How do we generalize “the number of parameters”, for regularized or non-linear models?

For a linear fitting method $\hat{y} = Sy$, effective degrees of freedom is defined as $\text{df}(S) = \text{tr}(S)$. If S is orthogonal projection matrix, $\text{tr}(S) = d$.

Also, define $\text{df}(\hat{y}) = \frac{\sum_i Cov(\hat{y_i}, y_i)}{\sigma^2_\varepsilon}$. If additive-error model, this equals $\text{tr}(S)$.

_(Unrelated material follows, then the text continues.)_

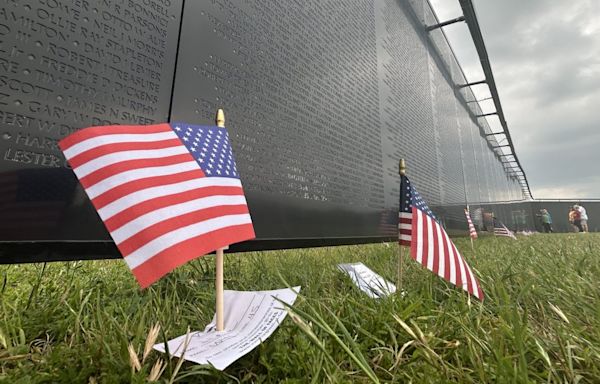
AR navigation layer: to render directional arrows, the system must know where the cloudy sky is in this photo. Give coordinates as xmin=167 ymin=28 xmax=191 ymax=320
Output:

TODO: df for neural networks.

Exercises

$\require{cancel}$

7.5

Analogous to Exercise 7.1.

$$\sum_{i=1}^N Cov(\hat{y_i}, y_i) = tr[Cov(\hat{y}, y)] = tr[E[(\hat{y} - E[\hat{y}])(y - E[y])^T]] = tr[S \cancelto{Var(y)}{E[(y - E[y])(y - E[y])^T]}] = tr[S] \sigma^2$$

7.6

The kNN fit is

$$ \hat{y_i} = \frac{1}{k} \sum_{{l : x_l \in N_i}} y_l = \frac{1}{k} s_i^T y$$

where $N_i$ is the neighborhood of $k$ predictors closest to $x_i$. On the right, we have expressed the sum using a 0-1 vector $s_i$ of $K$ ones. Notice that i-th term in $s_i$ must be a one, because $x_i \in N_i$. Hence, kNN is a linear fitting method

$$ \hat{y} = \frac{1}{k} S y $$

where $s_i$ is i-th row of $S$, so diagonal entries of $S$ are ones. Consequently, $\text{df}(\hat{y}) = \text{tr}[\frac{1}{k}S] = \frac{N}{k}$.